After Marshal Piłsudski's death in 1935, the Institute decided to concentrate on documenting his life, emphasizing his political and military careers. With support from Marchall Smigły-Rydz (the new commander-in-chief of the Polish forces) and Gen. Tadeusz Kasprzycki, the Institute relocated to larger, new premises adjoining the army headquarters on Aleje Ujazdowskie in Warsaw. At that time (on 15 November 1935), it was also renamed The Józef Piłsudski Institute for Research in Modern History of Poland. On 17 December 1936, a government decree granted the Institute tax-exempt and educational status, measures of significant benefit in providing added impetus to the institute's mission and activities. Walery Sławek became the new president of the institute's board of directors, with Leon Wasilewski and Artur Śliwiński vice-presidents.

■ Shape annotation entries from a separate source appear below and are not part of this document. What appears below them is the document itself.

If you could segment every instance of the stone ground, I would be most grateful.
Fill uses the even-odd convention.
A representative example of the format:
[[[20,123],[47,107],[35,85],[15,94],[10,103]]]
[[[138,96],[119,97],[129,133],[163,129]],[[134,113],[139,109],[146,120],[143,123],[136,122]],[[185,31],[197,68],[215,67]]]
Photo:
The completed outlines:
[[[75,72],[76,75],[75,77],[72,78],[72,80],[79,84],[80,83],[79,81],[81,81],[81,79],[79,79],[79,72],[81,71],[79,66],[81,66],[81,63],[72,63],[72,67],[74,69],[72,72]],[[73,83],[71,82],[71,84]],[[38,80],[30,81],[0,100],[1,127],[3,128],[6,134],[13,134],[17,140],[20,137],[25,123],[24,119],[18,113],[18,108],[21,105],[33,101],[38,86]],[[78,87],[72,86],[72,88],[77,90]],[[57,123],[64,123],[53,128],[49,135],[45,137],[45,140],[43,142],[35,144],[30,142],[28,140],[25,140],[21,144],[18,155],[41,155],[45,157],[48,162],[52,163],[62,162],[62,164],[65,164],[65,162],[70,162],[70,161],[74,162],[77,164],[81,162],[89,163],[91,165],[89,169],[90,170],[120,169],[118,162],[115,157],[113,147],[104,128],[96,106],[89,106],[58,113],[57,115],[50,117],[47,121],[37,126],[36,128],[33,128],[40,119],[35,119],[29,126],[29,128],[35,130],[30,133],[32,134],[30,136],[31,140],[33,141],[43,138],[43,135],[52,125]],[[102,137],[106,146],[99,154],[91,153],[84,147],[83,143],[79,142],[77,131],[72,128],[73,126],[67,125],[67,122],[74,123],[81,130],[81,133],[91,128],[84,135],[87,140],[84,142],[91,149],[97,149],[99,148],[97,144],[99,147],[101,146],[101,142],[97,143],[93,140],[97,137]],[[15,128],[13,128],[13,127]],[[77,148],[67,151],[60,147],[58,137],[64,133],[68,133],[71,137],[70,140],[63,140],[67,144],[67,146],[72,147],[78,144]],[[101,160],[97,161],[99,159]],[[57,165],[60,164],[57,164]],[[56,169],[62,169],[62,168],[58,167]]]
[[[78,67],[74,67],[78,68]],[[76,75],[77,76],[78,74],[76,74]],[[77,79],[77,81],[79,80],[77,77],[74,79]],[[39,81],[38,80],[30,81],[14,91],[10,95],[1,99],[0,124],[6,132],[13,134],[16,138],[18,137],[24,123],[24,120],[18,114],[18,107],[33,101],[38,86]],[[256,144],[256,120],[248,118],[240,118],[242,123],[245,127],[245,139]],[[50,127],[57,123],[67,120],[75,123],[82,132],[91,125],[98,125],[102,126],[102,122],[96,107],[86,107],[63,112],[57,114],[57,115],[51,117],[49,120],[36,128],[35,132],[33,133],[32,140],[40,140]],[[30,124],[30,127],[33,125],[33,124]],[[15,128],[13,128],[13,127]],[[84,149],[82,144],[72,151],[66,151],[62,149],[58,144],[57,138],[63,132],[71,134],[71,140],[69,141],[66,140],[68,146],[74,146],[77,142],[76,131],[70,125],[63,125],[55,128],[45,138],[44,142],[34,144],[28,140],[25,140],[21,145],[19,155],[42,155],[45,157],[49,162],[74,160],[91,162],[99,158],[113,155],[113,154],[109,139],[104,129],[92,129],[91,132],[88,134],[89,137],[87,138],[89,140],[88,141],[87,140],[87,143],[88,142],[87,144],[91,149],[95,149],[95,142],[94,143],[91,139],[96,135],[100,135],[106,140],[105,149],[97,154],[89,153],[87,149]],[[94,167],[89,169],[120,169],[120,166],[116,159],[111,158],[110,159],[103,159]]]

Between 1929 and 1939, several prominent members of the institute (Hipolit Śliwinski, Teodor Furgalski, Boguslaw Miedzinski, Roman Górecki and Wacław Jędrzejewicz) were instrumental in securing crucial historical records and documentation. Over the time the institute's collection grew to 40,000 volumes, prints, appeals, posters, newspapers and magazines, photographs and period memorabilia. In the final years before World War II, the institute also embarked on supplementing its archives by conducting extensive personal interviews with former legionnaires.

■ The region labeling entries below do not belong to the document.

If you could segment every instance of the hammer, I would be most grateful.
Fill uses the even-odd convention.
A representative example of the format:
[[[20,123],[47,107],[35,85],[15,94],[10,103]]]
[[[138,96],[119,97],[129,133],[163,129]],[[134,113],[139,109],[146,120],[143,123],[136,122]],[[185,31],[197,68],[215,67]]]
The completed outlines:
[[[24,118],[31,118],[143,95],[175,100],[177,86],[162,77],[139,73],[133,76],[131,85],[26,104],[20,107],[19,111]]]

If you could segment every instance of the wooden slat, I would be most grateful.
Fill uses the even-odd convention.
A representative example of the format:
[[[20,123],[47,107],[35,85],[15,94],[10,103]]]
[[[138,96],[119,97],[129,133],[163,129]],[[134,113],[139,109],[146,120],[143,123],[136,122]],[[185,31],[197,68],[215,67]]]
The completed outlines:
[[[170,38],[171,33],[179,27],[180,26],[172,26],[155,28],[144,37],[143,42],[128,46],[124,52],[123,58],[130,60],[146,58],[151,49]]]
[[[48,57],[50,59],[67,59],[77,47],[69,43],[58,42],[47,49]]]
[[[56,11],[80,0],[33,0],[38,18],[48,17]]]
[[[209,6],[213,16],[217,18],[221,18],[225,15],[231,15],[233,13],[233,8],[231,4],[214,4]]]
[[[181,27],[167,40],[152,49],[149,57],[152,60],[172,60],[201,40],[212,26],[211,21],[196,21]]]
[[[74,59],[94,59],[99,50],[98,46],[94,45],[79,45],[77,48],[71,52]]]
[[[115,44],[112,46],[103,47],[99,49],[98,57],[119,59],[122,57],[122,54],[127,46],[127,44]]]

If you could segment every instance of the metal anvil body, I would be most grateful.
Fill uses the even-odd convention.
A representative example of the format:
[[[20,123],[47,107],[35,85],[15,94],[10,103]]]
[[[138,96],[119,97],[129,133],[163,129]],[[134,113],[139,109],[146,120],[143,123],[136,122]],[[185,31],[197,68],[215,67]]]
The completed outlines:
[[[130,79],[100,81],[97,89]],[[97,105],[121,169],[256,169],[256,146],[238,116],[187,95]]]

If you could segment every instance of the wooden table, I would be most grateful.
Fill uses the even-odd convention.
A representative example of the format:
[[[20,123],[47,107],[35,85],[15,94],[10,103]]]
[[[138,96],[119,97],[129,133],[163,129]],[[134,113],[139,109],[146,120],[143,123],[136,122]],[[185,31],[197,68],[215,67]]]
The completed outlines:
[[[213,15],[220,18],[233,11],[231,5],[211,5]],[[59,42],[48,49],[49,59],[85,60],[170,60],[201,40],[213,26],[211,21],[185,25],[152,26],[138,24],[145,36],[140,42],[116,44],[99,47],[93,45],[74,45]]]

From 1932 to 1939 the Institute Archives were led by Wanda Kiedrzynska, Waclaw Gasiorowski and Adam Englert. The pressing need to secure historic records over this period and time dedicated to the institute's publishing ventures, however, cut into time dedicated to archival management. As a result, at the dawn of World War II on 1 September 1939 the institute's archives were not fully indexed.